There are some limitations to our study. First, the observational design of the study makes it difficult to draw strong conclusions toward the optimal confluence stent technique. However, availability of stents on the market precluded the possibility to perform a randomized design of the study. Nevertheless, our experience adds to the knowledge of venous stenting thus far reported and might aid in the process of product development and treatment protocols. Secondly, we used different stents to make peripheral extensions from the confluence toward the groin. In the beginning, we used nitinol closed-cell stents in the iliac veins. Since 2013, “dedicated venous stents” were used. “Dedicated” means that the stent manufacturer implies that the stent is better accommodated to the venous anatomy. Usually, these stents are larger in diameter, show good flexibility and high hoop force. Although these venous stents are supposed to perform better in the venous vasculature, up to now there is no proof that these stents improve outcome. Therefore, we have to conclude that the differences in patency between the SECS and BECS group are more likely based upon the configuration of confluence stenting. Based upon our experience with stenting across the common iliac vein confluence, we suggest preferable stenting technique to treat bilateral iliocaval obstructions. Preservation of bilateral symmetric inflow, protection of stent integrity, and avoidance of abundant stent material at the level of the confluence suggest that the BECS technique is superior to earlier described techniques. Evolution however is continuing, and we await the development of “confluence-stent” devices that have already been recognized in bifurcated aorta repair and might also support venous reconstructions.
Conflict of interest
Rick de Graaf reports personal fees from Optimed GmbH, personal fees from BARD GmbH/Angiomed, outside the submitted work. Mark de Wolf, Anna Sailer, Jorinde van Laanen have reported no conflict of interest.
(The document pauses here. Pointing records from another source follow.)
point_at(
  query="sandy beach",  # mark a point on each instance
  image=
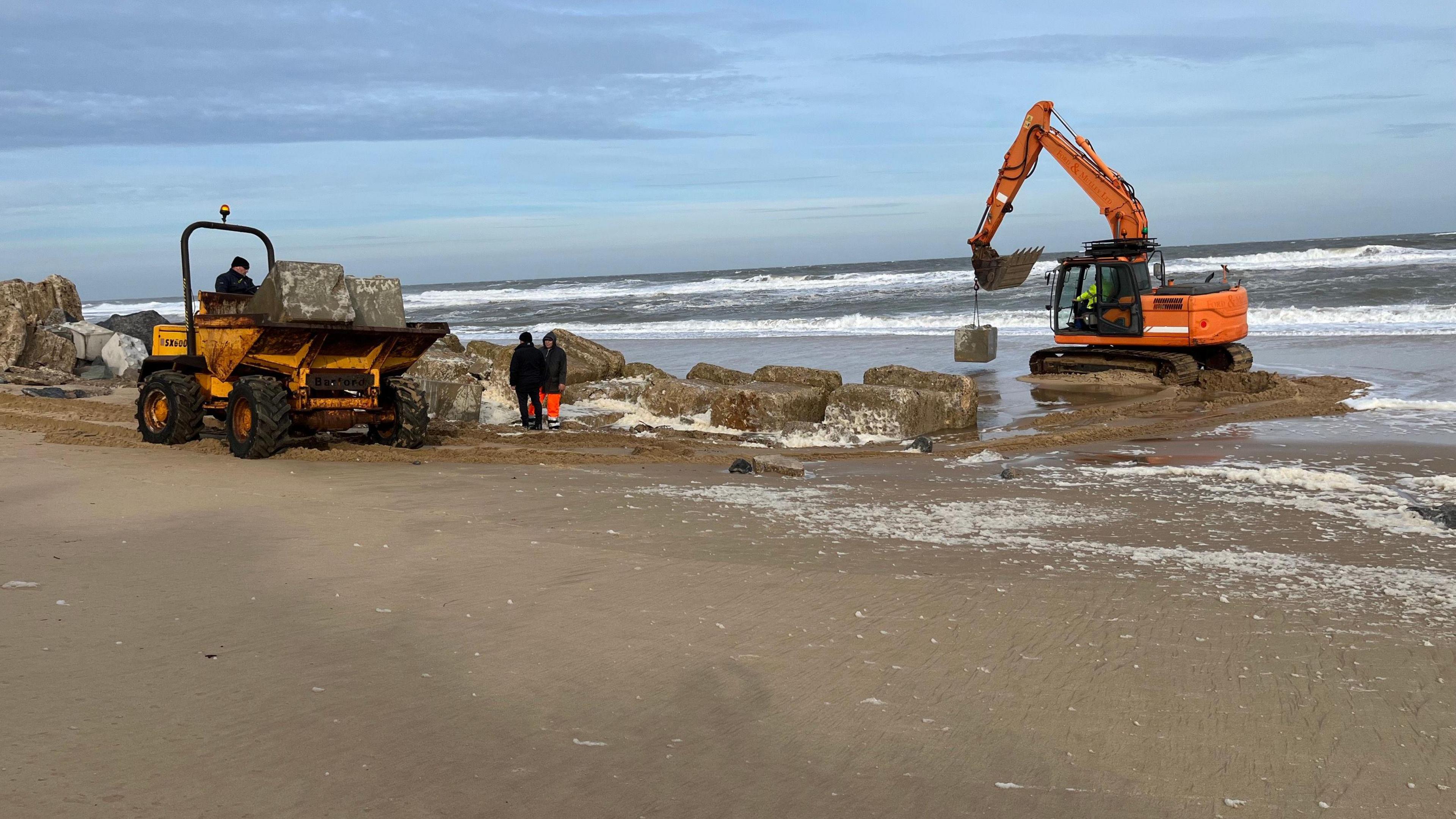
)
(1132, 627)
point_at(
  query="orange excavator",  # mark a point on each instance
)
(1113, 308)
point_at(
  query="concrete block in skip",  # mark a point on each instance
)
(305, 292)
(378, 302)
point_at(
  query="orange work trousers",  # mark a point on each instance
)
(551, 401)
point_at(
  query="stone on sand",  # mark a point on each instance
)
(638, 369)
(587, 361)
(123, 356)
(766, 406)
(880, 410)
(49, 350)
(136, 326)
(962, 388)
(612, 390)
(778, 465)
(14, 334)
(828, 381)
(679, 397)
(303, 292)
(723, 375)
(453, 401)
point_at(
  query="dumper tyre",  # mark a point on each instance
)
(169, 409)
(257, 417)
(411, 414)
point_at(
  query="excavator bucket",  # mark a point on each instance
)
(995, 271)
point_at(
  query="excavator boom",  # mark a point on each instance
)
(1113, 195)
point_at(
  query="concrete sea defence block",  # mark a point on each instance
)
(453, 401)
(778, 465)
(136, 326)
(965, 394)
(14, 334)
(49, 350)
(88, 339)
(610, 390)
(679, 397)
(587, 361)
(638, 369)
(766, 406)
(880, 410)
(828, 381)
(723, 375)
(378, 302)
(976, 343)
(303, 292)
(123, 356)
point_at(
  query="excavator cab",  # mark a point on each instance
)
(1100, 298)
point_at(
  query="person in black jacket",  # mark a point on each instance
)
(528, 377)
(555, 378)
(235, 279)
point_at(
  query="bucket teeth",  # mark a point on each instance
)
(999, 273)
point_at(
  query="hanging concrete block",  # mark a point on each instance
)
(976, 343)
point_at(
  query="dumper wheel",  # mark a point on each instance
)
(169, 409)
(411, 414)
(257, 417)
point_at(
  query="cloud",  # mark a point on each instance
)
(164, 74)
(1411, 130)
(1200, 49)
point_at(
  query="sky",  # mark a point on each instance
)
(481, 140)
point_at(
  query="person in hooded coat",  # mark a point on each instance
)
(555, 378)
(528, 377)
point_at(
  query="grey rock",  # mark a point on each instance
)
(303, 292)
(976, 343)
(136, 326)
(720, 375)
(766, 406)
(378, 302)
(880, 410)
(828, 381)
(778, 465)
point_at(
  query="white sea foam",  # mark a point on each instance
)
(1401, 404)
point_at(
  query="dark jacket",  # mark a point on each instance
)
(555, 368)
(234, 282)
(528, 366)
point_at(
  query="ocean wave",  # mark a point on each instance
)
(1391, 320)
(1363, 256)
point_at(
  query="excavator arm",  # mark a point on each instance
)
(1113, 195)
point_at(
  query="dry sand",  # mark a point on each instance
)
(617, 633)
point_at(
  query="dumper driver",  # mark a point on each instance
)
(235, 279)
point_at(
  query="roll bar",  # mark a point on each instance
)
(187, 269)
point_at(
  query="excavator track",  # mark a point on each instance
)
(1180, 368)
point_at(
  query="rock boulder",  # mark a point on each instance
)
(962, 388)
(123, 356)
(828, 381)
(136, 326)
(673, 399)
(896, 411)
(587, 361)
(14, 336)
(715, 373)
(766, 406)
(49, 350)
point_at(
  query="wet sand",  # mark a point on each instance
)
(1129, 629)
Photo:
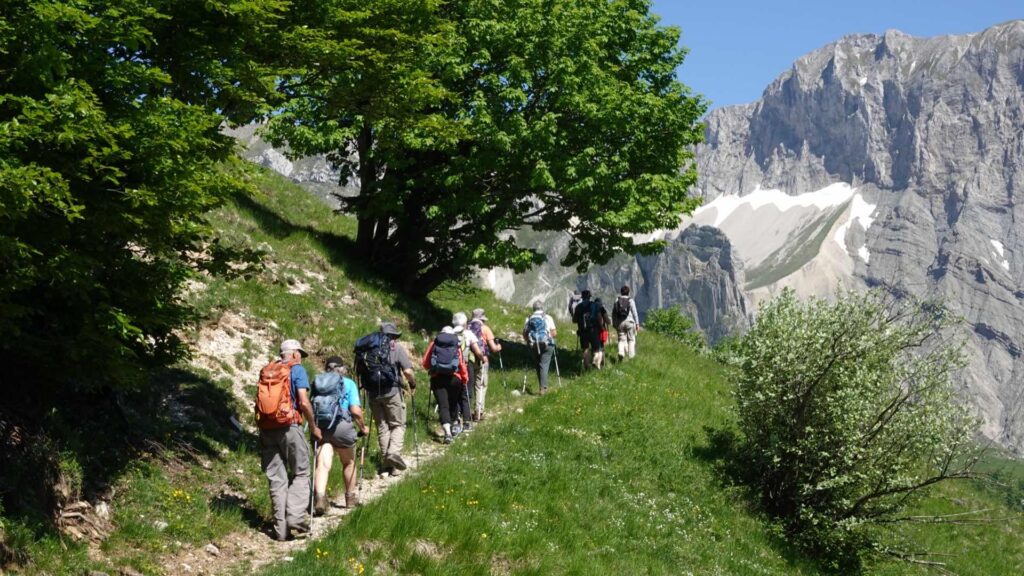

Cees Wittens reports personal fees from Optimed GmbH, research grants from EKOS, research grants from Sapheon, personal fees from MEDI, research grants from BoMedical, outside the submitted work. Houman Jalaie reports personal fees from Optimed GmbH, outside the submitted work.
Statement of Informed Consent
Informed consent was obtained from all individual participants included in the study; written informed consent was waived.